Commercial gaming in the United States had a record second quarter and is on track to shatter the annual record set last year.
The American Gaming Association on Wednesday reported revenue of $16.07 billion for the quarter that ended June 30, beating last year’s second quarter by 8.1 percent. It was the industry’s second-best quarter in history, only trailing this year’s first quarter. It was the 10th straight quarter of annual growth.
“While commercial gaming is on track for an unprecedented third consecutive year of record revenue, the lasting impact we’re making on our communities through this record growth is even more impressive,” said AGA President and CEO Bill Miller.
For the first half of 2023, the nation’s commercial casinos reported $32.71 billion, tracking 11.9 percent ahead of the same period in 2022.
The revenue generated by casinos nationwide resulted in state and local tax revenue totalling $7.28 billion.
The AGA also said:
— Land-based gaming accounted for $12.38 billion in revenue in the second quarter (up 0.9 percent year-over-year), more than three-quarters of total commercial gaming revenue.
— Combined online and land-based sports betting revenue totaled $2.3 billion in the second quarter, an industry record for any second quarter and a 56.6 percent year-over-year increase.

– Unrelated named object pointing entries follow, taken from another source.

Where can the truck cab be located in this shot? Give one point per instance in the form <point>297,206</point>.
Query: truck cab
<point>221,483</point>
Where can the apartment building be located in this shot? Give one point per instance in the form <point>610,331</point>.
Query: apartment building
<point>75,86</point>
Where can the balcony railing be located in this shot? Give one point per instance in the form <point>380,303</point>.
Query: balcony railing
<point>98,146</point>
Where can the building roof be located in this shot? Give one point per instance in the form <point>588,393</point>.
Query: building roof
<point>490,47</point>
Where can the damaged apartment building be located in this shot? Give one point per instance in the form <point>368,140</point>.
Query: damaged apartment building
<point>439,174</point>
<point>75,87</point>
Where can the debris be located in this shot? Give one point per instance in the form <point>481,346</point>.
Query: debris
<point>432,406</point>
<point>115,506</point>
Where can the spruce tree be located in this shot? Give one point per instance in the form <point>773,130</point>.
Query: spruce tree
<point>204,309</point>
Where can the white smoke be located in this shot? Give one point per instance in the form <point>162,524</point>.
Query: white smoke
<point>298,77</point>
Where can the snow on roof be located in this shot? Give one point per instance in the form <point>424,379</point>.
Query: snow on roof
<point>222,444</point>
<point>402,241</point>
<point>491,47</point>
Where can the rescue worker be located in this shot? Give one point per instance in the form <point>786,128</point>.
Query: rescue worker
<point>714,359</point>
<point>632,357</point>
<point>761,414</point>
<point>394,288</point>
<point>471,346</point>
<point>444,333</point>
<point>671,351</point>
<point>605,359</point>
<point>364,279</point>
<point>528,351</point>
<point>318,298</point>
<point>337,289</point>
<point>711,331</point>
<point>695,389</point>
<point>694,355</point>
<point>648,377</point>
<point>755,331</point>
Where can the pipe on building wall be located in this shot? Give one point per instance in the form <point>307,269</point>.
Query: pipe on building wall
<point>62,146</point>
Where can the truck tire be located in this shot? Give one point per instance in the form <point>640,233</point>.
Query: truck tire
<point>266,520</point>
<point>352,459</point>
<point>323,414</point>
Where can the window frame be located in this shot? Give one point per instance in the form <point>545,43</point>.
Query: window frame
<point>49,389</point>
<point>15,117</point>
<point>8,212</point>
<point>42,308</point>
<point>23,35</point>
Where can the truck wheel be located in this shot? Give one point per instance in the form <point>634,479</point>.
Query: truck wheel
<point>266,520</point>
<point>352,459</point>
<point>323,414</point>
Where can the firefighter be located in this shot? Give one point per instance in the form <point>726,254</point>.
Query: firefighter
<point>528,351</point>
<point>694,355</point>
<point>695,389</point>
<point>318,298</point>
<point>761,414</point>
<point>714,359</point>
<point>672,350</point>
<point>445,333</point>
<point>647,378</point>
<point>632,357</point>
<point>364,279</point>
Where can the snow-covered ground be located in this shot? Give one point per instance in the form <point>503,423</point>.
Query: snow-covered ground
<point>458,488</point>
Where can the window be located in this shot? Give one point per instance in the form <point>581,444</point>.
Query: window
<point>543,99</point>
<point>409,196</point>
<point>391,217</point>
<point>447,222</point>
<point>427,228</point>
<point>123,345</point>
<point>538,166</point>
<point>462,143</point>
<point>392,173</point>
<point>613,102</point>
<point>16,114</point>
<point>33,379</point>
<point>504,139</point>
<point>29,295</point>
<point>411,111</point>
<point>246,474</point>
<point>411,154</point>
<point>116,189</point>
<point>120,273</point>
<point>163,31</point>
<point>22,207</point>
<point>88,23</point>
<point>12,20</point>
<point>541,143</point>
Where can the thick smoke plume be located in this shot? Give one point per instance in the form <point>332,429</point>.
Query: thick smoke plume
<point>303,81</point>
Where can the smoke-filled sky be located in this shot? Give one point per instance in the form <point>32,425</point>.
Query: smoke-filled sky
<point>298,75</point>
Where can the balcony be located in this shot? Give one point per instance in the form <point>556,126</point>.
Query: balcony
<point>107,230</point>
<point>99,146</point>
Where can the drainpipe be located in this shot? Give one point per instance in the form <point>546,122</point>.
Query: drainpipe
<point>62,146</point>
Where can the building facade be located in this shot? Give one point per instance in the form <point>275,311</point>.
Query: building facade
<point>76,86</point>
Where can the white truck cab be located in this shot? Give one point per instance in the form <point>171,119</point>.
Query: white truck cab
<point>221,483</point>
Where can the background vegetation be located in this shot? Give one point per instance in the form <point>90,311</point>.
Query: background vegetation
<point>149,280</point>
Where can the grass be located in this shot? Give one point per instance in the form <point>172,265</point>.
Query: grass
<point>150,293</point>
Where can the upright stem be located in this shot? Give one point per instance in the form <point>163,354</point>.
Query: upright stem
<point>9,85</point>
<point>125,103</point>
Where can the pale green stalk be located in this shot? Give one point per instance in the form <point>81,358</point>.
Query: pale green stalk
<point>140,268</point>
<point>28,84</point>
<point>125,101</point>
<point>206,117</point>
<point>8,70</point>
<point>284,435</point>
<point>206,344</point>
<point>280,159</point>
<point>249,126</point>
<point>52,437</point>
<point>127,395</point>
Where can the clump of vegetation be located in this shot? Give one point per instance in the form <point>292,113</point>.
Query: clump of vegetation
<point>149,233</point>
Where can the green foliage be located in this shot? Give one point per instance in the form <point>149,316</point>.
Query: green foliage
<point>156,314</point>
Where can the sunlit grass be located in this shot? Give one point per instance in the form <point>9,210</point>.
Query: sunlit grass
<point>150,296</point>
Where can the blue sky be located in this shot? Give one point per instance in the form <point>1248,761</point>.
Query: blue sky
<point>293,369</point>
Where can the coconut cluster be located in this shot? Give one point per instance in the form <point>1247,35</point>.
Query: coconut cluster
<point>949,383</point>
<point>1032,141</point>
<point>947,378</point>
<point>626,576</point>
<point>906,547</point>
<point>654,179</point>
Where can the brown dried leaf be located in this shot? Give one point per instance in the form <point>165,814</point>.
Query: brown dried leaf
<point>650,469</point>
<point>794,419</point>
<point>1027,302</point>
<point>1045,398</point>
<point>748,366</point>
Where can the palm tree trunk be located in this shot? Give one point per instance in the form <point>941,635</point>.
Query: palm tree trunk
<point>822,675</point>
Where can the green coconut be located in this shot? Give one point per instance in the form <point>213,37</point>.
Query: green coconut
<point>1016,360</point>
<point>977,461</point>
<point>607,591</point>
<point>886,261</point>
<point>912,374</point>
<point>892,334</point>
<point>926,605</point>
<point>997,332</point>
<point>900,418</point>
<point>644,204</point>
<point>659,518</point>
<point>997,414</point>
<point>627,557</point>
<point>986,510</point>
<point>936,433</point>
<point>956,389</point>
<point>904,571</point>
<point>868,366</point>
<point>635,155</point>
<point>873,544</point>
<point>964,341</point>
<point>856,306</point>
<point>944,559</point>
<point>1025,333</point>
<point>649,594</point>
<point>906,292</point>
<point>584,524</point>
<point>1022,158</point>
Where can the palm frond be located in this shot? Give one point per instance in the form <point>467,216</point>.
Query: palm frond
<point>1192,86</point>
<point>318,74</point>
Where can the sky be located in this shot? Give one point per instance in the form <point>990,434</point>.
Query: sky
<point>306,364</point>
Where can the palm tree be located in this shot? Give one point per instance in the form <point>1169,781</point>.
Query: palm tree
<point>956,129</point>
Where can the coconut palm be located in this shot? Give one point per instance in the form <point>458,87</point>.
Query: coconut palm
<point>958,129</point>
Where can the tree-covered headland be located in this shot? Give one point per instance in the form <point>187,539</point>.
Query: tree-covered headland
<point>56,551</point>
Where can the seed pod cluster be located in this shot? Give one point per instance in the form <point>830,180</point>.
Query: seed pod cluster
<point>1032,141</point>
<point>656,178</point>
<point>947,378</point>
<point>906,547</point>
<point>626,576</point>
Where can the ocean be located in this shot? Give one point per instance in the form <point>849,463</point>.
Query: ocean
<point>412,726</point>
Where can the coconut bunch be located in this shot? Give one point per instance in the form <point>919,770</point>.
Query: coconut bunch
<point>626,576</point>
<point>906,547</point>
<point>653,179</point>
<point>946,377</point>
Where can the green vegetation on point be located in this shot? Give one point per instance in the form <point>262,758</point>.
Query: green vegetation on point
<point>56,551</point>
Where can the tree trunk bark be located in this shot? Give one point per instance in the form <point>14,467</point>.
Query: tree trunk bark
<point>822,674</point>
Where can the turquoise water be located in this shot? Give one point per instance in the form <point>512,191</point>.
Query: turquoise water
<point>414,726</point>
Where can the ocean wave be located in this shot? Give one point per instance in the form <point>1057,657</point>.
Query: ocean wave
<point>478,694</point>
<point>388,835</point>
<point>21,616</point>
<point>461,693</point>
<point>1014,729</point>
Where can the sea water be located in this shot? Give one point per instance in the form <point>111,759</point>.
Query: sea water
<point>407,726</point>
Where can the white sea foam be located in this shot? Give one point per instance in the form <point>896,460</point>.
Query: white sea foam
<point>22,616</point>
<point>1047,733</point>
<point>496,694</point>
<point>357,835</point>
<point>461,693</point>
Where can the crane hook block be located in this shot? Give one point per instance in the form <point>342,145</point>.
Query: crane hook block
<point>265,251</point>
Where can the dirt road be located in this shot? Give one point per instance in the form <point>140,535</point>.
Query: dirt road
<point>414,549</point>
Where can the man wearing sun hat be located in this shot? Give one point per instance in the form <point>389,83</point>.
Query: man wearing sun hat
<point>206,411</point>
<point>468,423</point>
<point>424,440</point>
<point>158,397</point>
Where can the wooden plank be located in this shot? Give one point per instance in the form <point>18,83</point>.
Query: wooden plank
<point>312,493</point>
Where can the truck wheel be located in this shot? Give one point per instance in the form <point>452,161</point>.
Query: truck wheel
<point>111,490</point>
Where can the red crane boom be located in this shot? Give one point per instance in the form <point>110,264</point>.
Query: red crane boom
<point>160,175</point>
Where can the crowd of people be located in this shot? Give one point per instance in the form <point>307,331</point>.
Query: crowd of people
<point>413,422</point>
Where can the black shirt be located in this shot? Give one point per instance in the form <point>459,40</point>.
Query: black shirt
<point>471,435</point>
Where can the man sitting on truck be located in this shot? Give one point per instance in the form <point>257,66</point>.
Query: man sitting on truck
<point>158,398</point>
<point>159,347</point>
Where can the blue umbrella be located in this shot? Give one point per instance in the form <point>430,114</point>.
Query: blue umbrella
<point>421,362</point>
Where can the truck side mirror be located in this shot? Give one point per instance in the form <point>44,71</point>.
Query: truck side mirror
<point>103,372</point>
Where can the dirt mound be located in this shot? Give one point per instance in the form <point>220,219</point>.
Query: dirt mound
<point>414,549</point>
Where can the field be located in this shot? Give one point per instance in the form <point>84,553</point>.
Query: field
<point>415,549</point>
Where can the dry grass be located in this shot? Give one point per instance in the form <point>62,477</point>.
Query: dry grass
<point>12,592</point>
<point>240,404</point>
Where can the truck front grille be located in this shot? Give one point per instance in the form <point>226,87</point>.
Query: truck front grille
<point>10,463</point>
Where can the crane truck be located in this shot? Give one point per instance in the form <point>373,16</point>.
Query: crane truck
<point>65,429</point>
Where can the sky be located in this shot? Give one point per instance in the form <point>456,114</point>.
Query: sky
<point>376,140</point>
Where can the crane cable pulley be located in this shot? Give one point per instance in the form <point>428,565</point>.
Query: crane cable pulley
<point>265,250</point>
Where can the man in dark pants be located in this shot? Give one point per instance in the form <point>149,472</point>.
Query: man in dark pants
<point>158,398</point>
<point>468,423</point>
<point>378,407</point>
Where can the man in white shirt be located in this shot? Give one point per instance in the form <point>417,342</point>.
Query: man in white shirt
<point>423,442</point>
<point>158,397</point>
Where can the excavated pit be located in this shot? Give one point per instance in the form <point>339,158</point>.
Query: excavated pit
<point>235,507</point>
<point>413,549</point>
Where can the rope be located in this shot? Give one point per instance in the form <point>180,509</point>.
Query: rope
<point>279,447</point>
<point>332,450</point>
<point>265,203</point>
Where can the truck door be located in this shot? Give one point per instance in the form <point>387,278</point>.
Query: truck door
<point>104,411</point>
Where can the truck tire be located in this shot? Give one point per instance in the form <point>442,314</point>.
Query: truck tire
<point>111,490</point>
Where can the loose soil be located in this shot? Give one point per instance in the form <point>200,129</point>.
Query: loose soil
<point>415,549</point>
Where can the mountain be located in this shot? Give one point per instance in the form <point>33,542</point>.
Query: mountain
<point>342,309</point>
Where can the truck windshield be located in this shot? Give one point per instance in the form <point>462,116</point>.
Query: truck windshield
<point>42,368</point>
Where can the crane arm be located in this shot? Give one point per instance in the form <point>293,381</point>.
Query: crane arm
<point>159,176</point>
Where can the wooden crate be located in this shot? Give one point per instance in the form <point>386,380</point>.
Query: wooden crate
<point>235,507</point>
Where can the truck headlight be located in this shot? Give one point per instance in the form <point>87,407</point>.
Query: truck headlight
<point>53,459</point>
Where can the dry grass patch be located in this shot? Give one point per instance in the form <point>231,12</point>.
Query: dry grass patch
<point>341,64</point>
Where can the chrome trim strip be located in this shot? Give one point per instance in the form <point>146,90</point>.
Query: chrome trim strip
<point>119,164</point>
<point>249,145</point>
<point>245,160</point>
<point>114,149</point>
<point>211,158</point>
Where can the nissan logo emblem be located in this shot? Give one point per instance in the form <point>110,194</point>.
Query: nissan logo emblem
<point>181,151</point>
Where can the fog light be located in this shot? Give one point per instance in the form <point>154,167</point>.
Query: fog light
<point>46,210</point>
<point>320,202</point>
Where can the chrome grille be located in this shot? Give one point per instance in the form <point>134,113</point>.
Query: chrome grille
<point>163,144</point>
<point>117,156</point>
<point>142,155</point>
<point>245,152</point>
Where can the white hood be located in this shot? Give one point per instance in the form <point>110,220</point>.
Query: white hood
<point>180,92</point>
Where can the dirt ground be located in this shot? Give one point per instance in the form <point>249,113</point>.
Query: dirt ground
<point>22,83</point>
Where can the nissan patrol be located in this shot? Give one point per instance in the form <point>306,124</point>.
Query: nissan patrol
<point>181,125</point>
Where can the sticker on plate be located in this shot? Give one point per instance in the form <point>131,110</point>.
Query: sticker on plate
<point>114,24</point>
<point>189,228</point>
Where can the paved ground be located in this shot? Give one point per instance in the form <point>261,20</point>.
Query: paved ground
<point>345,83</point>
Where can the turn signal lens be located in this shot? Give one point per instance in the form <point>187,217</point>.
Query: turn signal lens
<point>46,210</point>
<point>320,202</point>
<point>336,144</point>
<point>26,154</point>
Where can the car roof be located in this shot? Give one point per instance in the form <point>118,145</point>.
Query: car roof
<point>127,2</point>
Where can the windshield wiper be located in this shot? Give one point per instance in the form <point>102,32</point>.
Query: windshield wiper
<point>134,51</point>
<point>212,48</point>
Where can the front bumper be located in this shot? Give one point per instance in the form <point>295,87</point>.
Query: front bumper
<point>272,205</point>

— iGaming tied the first quarter for its highest-grossing quarter ever, generating $1.48 billion in revenue, up 22.5 percent over the second quarter of 2022.
— 23 of 34 commercial gaming jurisdictions that were operational one year ago increased second-quarter revenue from 2022.
“These results are a clear indication that our post-pandemic recovery wasn’t a fluke: The gaming sector continues to thrive, and when we do well, our communities do well,” Miller said. “To sustain this momentum, the AGA will continue enlisting more allies in our fight against the illegal market, bolstering responsible gaming and building a business environment that allows our innovative industry to bring world class entertainment to adults across America.”